When did AVIF become a web standard?
The AV1 Image File Format specification (version 1.0.0) was published by AOMedia in February 2019. Chrome was the first major browser to ship AVIF support in version 85 (August 2020). Firefox followed with full support in version 93 (October 2021). The last major holdout was Safari, which added AVIF support in Safari 16.1 with macOS Ventura and iOS 16.1 in October 2022. By early 2023, AVIF had crossed 90% global browser support according to Can I Use data. Since then, it's been safe to use as a primary format with a WebP or JPEG fallback for the long tail.
What's the alternative to AVIF?
The most practical alternative is WebP, which has near-universal browser support and faster encoding. For specific use cases: SVG remains best for vector graphics and icons; PNG is appropriate for lossless screenshots; and JPEG is the universal fallback for photos. JPEG XL was technically promising—offering comparable compression to AVIF plus lossless JPEG recompression—but Chrome removed support in version 110 (February 2023), and without Chromium backing it doesn't have the browser reach needed for production use. If you can only pick one modern format, AVIF gives you the best compression-to-compatibility ratio in 2026.
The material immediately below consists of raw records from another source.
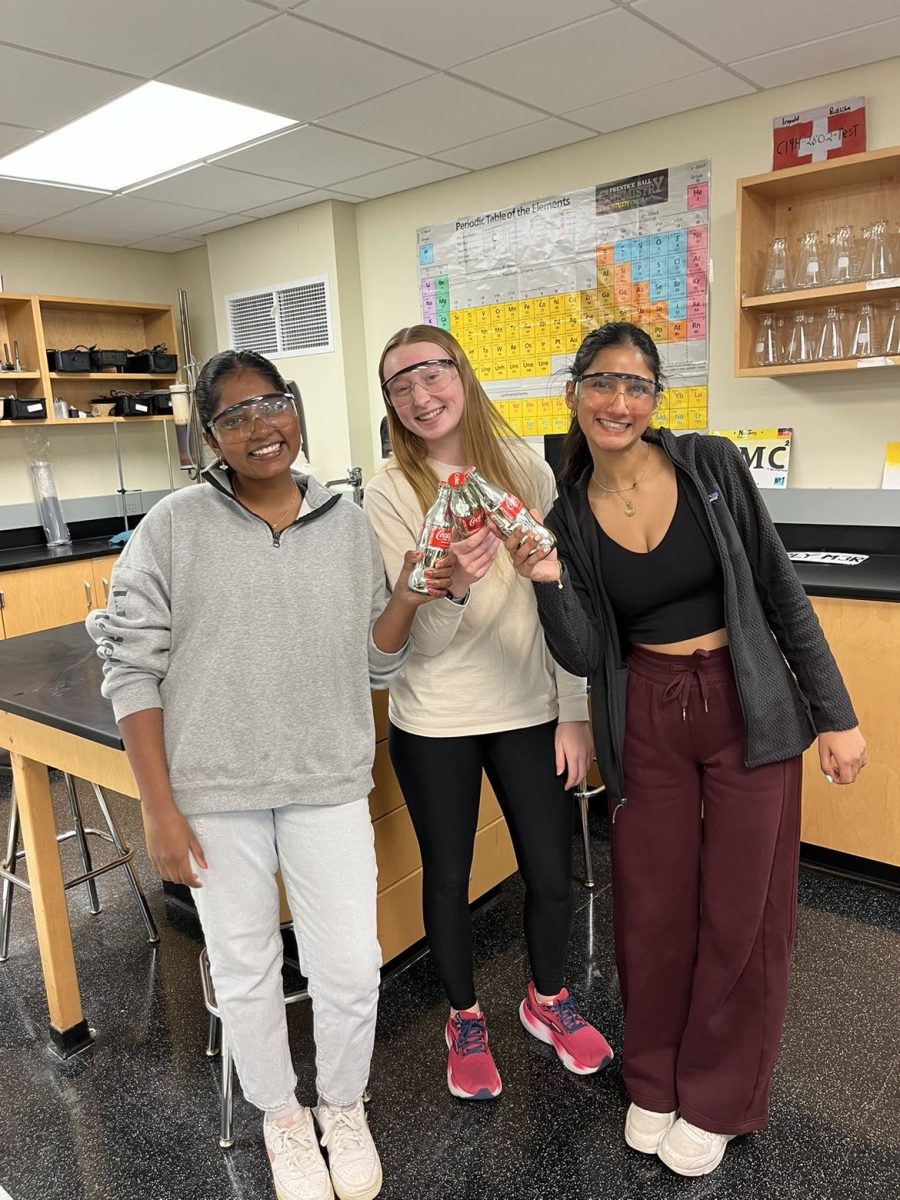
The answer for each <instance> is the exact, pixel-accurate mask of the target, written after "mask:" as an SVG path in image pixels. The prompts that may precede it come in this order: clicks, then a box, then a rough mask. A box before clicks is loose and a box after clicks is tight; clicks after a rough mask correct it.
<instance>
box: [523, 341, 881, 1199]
mask: <svg viewBox="0 0 900 1200" xmlns="http://www.w3.org/2000/svg"><path fill="white" fill-rule="evenodd" d="M660 390H661V380H660V359H659V353H658V350H656V347H655V346H654V343H653V341H652V340H650V338H649V337H648V336H647V335H646V334H644V332H643V330H641V329H640V328H637V326H635V325H629V324H611V325H605V326H604V328H602V329H598V330H594V331H593V332H592V334H589V335H588V336H587V337H586V340H584V342H583V343H582V347H581V349H580V350H578V353H577V354H576V356H575V364H574V367H572V378H571V382H570V383H569V384H566V401H568V404H569V407H570V409H571V412H572V424H571V430H570V432H569V436H568V439H566V448H565V452H564V467H563V473H562V478H560V487H559V498H558V499H557V502H556V504H554V505H553V509H552V510H551V512H550V514H548V515H547V517H546V521H545V523H546V524H547V526H548V528H551V529H552V530H553V533H554V534H556V536H557V541H558V547H557V550H554V551H552V552H551V553H550V554H546V553H545V552H544V551H540V550H539V548H538V547H536V544H535V542H534V541H533V539H526V540H524V541H523V542H522V544H520V545H516V539H515V538H511V539H509V540H508V548H509V551H510V553H511V556H512V560H514V563H515V565H516V569H517V570H518V571H520V574H522V575H524V576H526V577H528V578H530V580H532V581H533V582H534V583H535V593H536V598H538V611H539V613H540V618H541V622H542V624H544V630H545V634H546V638H547V644H548V647H550V650H551V653H552V654H553V656H554V658H556V659H557V661H558V662H560V665H563V666H564V667H565V668H566V670H568V671H572V672H575V673H577V674H587V676H589V677H590V684H592V694H593V695H592V700H593V704H592V707H593V724H594V740H595V748H596V755H598V761H599V764H600V770H601V775H602V778H604V782H605V784H606V791H607V796H608V798H610V816H611V823H610V844H611V857H612V883H613V917H614V936H616V962H617V967H618V972H619V982H620V985H622V998H623V1004H624V1008H625V1039H624V1049H623V1060H622V1074H623V1079H624V1081H625V1086H626V1087H628V1091H629V1093H630V1097H631V1105H630V1108H629V1110H628V1116H626V1118H625V1140H626V1142H628V1144H629V1146H631V1147H632V1148H634V1150H637V1151H640V1152H642V1153H647V1154H656V1156H659V1158H660V1159H661V1162H662V1163H665V1164H666V1166H668V1168H670V1169H671V1170H673V1171H676V1172H677V1174H680V1175H686V1176H697V1175H706V1174H708V1172H709V1171H713V1170H715V1169H716V1166H718V1165H719V1164H720V1162H721V1159H722V1156H724V1154H725V1151H726V1147H727V1145H728V1141H730V1140H731V1139H732V1138H734V1136H738V1135H740V1134H746V1133H751V1132H754V1130H756V1129H762V1128H763V1127H764V1126H766V1122H767V1116H768V1093H769V1081H770V1076H772V1070H773V1068H774V1061H775V1051H776V1048H778V1043H779V1038H780V1033H781V1027H782V1021H784V1013H785V1004H786V998H787V976H788V959H790V950H791V942H792V938H793V929H794V913H796V902H797V896H796V882H797V874H796V872H797V858H798V851H799V802H800V761H802V758H800V756H802V754H803V751H804V749H805V748H806V746H808V745H809V744H810V742H811V740H812V738H814V737H815V734H816V733H817V736H818V752H820V762H821V766H822V770H823V772H824V773H826V774H827V778H829V779H833V780H834V781H835V782H840V784H850V782H852V781H853V779H856V775H857V773H858V772H859V770H860V768H862V767H863V766H864V764H865V742H864V740H863V737H862V734H860V732H859V727H858V725H857V719H856V715H854V713H853V709H852V706H851V703H850V698H848V697H847V694H846V689H845V688H844V683H842V680H841V678H840V674H839V672H838V668H836V666H835V664H834V659H833V658H832V654H830V652H829V649H828V646H827V643H826V641H824V637H823V635H822V630H821V628H820V626H818V623H817V620H816V618H815V614H814V613H812V611H811V608H810V606H809V601H808V600H806V598H805V594H804V593H803V588H802V587H800V584H799V581H798V580H797V575H796V572H794V570H793V566H792V564H791V563H790V560H788V559H787V556H786V554H785V552H784V547H782V546H781V542H780V540H779V538H778V534H776V532H775V529H774V527H773V526H772V522H770V520H769V517H768V514H767V511H766V509H764V505H763V504H762V502H761V500H760V498H758V496H757V494H756V487H755V485H754V482H752V479H751V478H750V474H749V472H748V470H746V467H745V464H744V462H743V460H740V456H739V455H738V452H737V450H734V448H733V446H732V445H731V444H730V443H726V442H725V440H724V439H721V438H715V437H700V436H698V434H692V433H689V434H684V436H682V437H678V438H676V437H673V436H672V434H670V433H668V431H667V430H660V431H659V432H656V431H654V430H652V428H650V422H652V419H653V414H654V410H655V408H656V403H658V397H659V392H660ZM617 632H618V636H617ZM623 658H624V661H623ZM827 1042H828V1031H827V1030H826V1031H823V1043H824V1044H827Z"/></svg>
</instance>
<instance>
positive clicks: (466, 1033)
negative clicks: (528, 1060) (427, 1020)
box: [444, 1013, 503, 1100]
mask: <svg viewBox="0 0 900 1200" xmlns="http://www.w3.org/2000/svg"><path fill="white" fill-rule="evenodd" d="M444 1037H445V1038H446V1044H448V1048H449V1050H450V1054H449V1056H448V1060H446V1086H448V1087H449V1088H450V1091H451V1092H452V1093H454V1096H458V1097H460V1099H461V1100H492V1099H493V1098H494V1096H499V1094H500V1091H502V1090H503V1084H502V1082H500V1076H499V1074H498V1072H497V1063H496V1062H494V1061H493V1055H492V1054H491V1051H490V1050H488V1049H487V1025H486V1024H485V1018H484V1014H482V1013H457V1014H456V1016H451V1018H450V1019H449V1021H448V1022H446V1028H445V1030H444Z"/></svg>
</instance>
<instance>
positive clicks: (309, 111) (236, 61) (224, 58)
mask: <svg viewBox="0 0 900 1200" xmlns="http://www.w3.org/2000/svg"><path fill="white" fill-rule="evenodd" d="M426 74H428V68H427V67H420V66H416V65H415V64H413V62H409V61H408V60H407V59H400V58H397V56H396V55H395V54H386V53H385V52H384V50H378V49H374V48H373V47H371V46H364V44H362V43H361V42H356V41H354V40H353V38H350V37H343V36H342V35H341V34H335V32H334V31H332V30H330V29H319V26H318V25H310V24H307V23H305V22H301V20H298V19H296V18H295V17H292V16H290V13H284V14H282V16H280V17H276V18H275V20H270V22H268V23H266V24H265V25H262V26H259V28H258V29H252V30H250V32H247V34H241V35H240V36H239V37H235V38H233V40H232V41H230V42H228V43H227V44H226V46H220V47H218V48H217V49H215V50H210V52H209V53H208V54H202V55H200V56H199V58H197V59H194V60H193V61H192V62H190V64H186V65H185V66H181V67H178V68H176V70H174V71H169V72H168V73H167V74H166V76H164V77H163V82H164V83H174V84H178V85H179V86H182V88H193V89H194V91H204V92H208V94H209V95H211V96H222V97H223V98H224V100H234V101H238V102H239V103H241V104H252V106H256V107H257V108H263V109H265V110H268V112H270V113H277V114H278V115H281V116H293V118H294V119H295V120H298V121H310V120H314V119H316V118H317V116H323V115H324V114H325V113H332V112H334V110H335V109H337V108H347V107H348V106H349V104H355V103H358V102H359V101H361V100H367V98H368V97H370V96H377V95H378V94H379V92H383V91H388V89H389V88H398V86H400V85H402V84H404V83H409V82H410V80H412V79H420V78H421V77H422V76H426Z"/></svg>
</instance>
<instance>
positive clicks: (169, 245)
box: [130, 234, 203, 254]
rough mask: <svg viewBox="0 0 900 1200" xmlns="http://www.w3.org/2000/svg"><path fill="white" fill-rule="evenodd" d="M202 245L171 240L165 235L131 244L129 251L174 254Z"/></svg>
mask: <svg viewBox="0 0 900 1200" xmlns="http://www.w3.org/2000/svg"><path fill="white" fill-rule="evenodd" d="M202 245H203V242H202V241H192V240H190V239H187V238H173V236H172V235H170V234H166V235H164V236H162V238H148V239H146V241H136V242H132V244H131V246H130V250H156V251H161V252H162V253H163V254H176V253H179V251H181V250H196V248H197V247H198V246H202Z"/></svg>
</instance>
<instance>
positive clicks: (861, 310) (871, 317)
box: [850, 304, 878, 359]
mask: <svg viewBox="0 0 900 1200" xmlns="http://www.w3.org/2000/svg"><path fill="white" fill-rule="evenodd" d="M877 353H878V348H877V346H876V329H875V313H874V312H872V306H871V305H870V304H860V305H859V312H858V313H857V319H856V324H854V325H853V334H852V336H851V338H850V358H851V359H868V358H870V356H871V355H872V354H877Z"/></svg>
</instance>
Does AVIF affect Core Web Vitals?
Yes, significantly. AVIF's smaller file sizes directly reduce transfer time, which improves Largest Contentful Paint (LCP)—one of the three Core Web Vitals. Smaller images also reduce memory pressure and layout computation, which can help Interaction to Next Paint (INP) indirectly by freeing up main-thread resources. On projects we've shipped, switching from JPEG to AVIF typically shaves 0.5–1.2 seconds off LCP on mobile connections. The key is pairing AVIF with proper `width`/`height` attributes and `fetchpriority="high"` on above-the-fold hero images to avoid layout shift (CLS) and ensure the browser prioritizes the right resource.